[lbo-talk] value form

boddi satva lbo.boddi at gmail.com
Thu Sep 28 13:56:48 PDT 2006


C. Angelus writes:


> > Would you specify the positive content of the
> > subjectivity you
> > seemingly want to "recover" against its
> > subordination to an
> > objectivity the meaning of which is also unclear to
> > me?
>
> I am not so sure about whether there is some
> pre-existing subjectivity to recover. For all I know,
> there might never have been a case of human beings
> relating to objective reality in a way unmediated by
> fetish relationships. This is why I want to do more
> reading on anthropology and natural history.

I think the problem here is an assumption that the commodity is necessarily a fetish unrelated to objective reality. Humans, as social animals, will always produce much that is driven by social, rather than material, concerns. Art is the ultimate expression of this, but while artworks are clearly fetishes, they have real value. We know this, if for no other reason than that even the earliest societies produced art.

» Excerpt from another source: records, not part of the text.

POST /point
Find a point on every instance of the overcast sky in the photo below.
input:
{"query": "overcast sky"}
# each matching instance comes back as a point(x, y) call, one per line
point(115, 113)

In fact, value is the means by which we can compare incomparables - goods and services that serve material needs versus goods and services that serve social needs. The best society will produce the most value - social and material.


> > For example,
> > the subjectivity for which Alain Badiou militates
> > may well be very
> > different in form and content than the subjectivity
> > you have in mind?
>
> I don't know, having not read Badiou. And as I wrote
> above, I'm not sure if there is some pre-existing,
> untainted subjectivity that exists to be reclaimed.
> Robert Kurz, in his anti-Enlightenment turn of the
> past four years, suggests that even the "form" subject
> is specific, or at least simultaneous, to the rise of
> capitalism. That is suggestive, but it might also be
> an overstatement, and until I make the time to read
> Kant and Hegel, not one I would want to offer an
> authoritative statement about one way or the other.

The underlying *capitalist* propoganda is that wage-slavery is simply an inevitable consequence of free and fair trade. Clearly this is nonsense. Don't we have to be suspiciouf of any argument which fundamentally recapitulates this construct?